Un objectif d’éradication des passoires thermiques
La loi Climat et résilience du 22 août 2021 a donné un fondement légal au classement des logements par niveau de performance décroissant de A à G du DPE. Elle a inséré dans le code de la construction et de l'habitation la classification de la performance des bâtiments ou parties de bâtiment existants à usage d'habitation, d’une part, en fonction de leur niveau de performance énergétique, et d’autre part, selon leur performance en matière d'émissions de gaz à effet de serre (CCH, art. L.173-1-1, créé par L. n° 2021-1104, 22 août 2021, art. 148). Les logements classés F et G sont ainsi respectivement considérés comme « très peu performants » et « extrêmement peu performants ». Selon les critères du nouveau DPE, réformé en juillet 2021, les seuils des logements classés G sont fixés à plus de 420 kWh/m2/an de consommation énergétique primaire et plus de 100 kg CO2/m2/an d'émissions de carbone. Ceux classés F ont une consommation énergétique primaire de plus de 330 kWh/m²/an et plus de 70 kg CO2/m2/an d'émissions de carbone. Ces logements très énergivores sont souvent désignés « passoires thermiques ».
Une stigmatisation des passoires thermiques dans les annonces immobilières
En cas de location ou de vente d’un bien immobilier, son classement au regard de sa performance énergétique et de sa performance en matière d’émissions de gaz à effet de serre doit être indiqué dans les annonces dont il fait l’objet, y compris celles diffusées sur une plateforme numérique (CCH, art. L. 126-33).

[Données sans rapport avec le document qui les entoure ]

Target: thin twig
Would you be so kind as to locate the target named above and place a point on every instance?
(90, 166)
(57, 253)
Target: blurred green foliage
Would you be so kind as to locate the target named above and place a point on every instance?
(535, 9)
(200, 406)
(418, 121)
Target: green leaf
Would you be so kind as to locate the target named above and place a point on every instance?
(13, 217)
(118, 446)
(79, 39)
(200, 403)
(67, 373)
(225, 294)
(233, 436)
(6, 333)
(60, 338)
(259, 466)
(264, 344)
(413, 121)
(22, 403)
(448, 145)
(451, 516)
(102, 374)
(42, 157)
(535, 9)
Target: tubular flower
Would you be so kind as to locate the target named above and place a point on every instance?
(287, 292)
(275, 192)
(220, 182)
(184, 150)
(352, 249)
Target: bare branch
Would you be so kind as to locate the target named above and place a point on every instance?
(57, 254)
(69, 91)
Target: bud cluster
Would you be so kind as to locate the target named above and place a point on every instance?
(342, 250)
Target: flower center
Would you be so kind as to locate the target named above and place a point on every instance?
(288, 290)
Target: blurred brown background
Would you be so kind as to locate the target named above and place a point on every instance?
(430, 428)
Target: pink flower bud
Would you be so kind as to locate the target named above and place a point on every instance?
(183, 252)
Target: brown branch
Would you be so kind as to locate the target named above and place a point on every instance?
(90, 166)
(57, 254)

Or, la loi Climat et résilience a imposé qu’à compter du 1er janvier 2028, en France métropolitaine, les bâtiments ou parties de bâtiments à usage d’habitation aient, en principe, un niveau de performance énergétique compris entre les classes A et E du DPE (CCH, art. L. 173-2, I, mod. par L. n° 2021-1104, 22 août 2021, art. 174). Afin que cette mesure ne tombe pas comme un couperet à la date fatidique, législateur et gouvernement ont pris des mesures pour que, dès le 1er janvier 2022 en métropole, les annonces immobilières soient rédigées de telle sorte qu’elles informent d’ores et déjà les candidats à la location ou à l’achat qu’il y aura un problème de performance énergétique à régler avant 2028.
Ainsi, depuis le 1er janvier 2022, lorsque le niveau de performance du bien n’est pas situé entre les classes A et E, l'obligation de l’être d’ici 2028 doit être mentionnée dans les publicités relatives à la location ou à la vente, ainsi que dans les baux ou les actes de vente concernant ce bien (CCH, art. L. 173-2, III).

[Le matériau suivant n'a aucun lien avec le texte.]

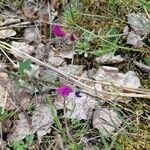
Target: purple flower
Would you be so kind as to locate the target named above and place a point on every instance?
(57, 31)
(64, 90)
(72, 37)
(77, 93)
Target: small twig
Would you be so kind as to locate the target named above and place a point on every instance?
(6, 96)
(78, 83)
(66, 123)
(9, 58)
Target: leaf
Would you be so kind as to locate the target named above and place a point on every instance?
(22, 129)
(145, 4)
(7, 33)
(29, 139)
(139, 24)
(23, 46)
(134, 39)
(24, 65)
(109, 58)
(142, 66)
(31, 35)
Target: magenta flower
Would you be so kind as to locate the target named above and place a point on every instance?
(57, 31)
(64, 90)
(72, 37)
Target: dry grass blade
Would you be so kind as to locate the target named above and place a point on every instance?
(83, 86)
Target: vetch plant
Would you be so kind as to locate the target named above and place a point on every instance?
(59, 33)
(64, 90)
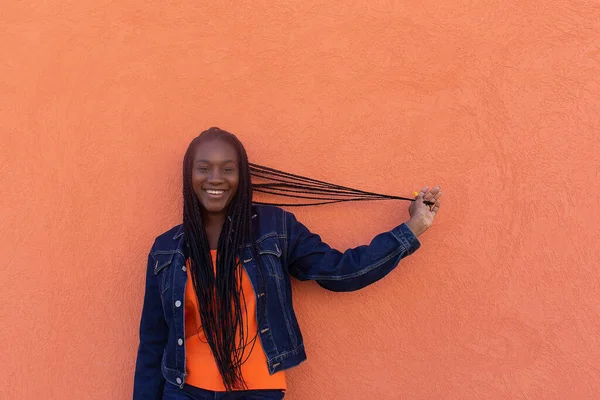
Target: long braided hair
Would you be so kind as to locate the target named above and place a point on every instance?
(216, 294)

Remarque :  à compter du 1er janvier 2028, c’est le non-respect de l'obligation de se situer entre les classes A et E qu’il faudra mentionner.

 

Qui plus est, un arrêté du 22 décembre 2021 précise que les annonces immobilières visant des logements classés en F ou en G doivent dorénavant porter une mention spéciale pour avertir clairement qu’il s’agit de passoires énergétiques. Selon la classe F ou G du logement, cette mention spécifique sera l’une des deux suivantes :
- logement à consommation énergétique excessive : classe F ;
- logement à consommation énergétique excessive : classe G.

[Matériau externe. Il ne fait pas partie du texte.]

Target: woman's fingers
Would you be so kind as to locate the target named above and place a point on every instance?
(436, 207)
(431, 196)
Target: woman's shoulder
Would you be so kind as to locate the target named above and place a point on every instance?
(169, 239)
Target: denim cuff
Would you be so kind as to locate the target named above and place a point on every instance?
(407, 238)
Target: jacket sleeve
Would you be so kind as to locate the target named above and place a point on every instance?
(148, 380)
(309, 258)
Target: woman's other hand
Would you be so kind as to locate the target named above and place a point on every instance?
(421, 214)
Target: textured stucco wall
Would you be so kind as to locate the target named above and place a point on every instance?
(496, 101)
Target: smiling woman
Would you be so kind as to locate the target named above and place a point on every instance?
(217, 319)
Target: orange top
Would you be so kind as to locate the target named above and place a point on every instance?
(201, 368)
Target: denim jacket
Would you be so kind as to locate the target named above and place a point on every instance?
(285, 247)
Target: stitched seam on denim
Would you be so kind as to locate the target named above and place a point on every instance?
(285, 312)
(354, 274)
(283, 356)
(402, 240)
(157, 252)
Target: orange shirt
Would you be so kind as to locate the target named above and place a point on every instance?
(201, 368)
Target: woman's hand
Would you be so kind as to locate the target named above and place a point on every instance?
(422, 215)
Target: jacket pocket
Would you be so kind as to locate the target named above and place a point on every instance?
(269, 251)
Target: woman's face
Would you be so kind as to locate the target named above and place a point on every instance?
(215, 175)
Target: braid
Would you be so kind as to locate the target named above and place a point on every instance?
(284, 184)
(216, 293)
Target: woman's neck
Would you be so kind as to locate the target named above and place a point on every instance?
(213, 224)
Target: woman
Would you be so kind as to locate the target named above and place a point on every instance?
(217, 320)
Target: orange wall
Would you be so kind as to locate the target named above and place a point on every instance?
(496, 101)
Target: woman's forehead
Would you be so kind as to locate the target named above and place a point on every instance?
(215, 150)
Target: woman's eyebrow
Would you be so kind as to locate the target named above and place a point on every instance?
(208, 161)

Sont concernées les annonces insérées dans la presse écrite (CCH, art. R. 126-21), comme celles affichées dans les locaux de certains professionnels de l’immobilier ou présentées au public par un réseau de communication électronique (CCH, art. R. 126-22). Dans tous les cas, la mention doit être d'une taille au moins égale à celle des caractères du texte de l'annonce (CCH, art. R. 126-24).
Remarque : quelle que soit la classe énergétique, donc y compris pour les classes F et G, il est également devenu obligatoire, depuis le 1er janvier 2022, d’indiquer dans les annonces immobilières de logements mis à la location ou à la vente, le montant des dépenses théoriques annuelles de l'ensemble des usages énergétiques (CCH, art. L. 126-33, I).

 

Au-delà de la volonté de systématiser l’affichage des étiquettes énergie et climat du DPE dans les annonces immobilières, les textes récents « affichent » désormais la détermination des pouvoirs publics à faire disparaître les logements les plus énergivores.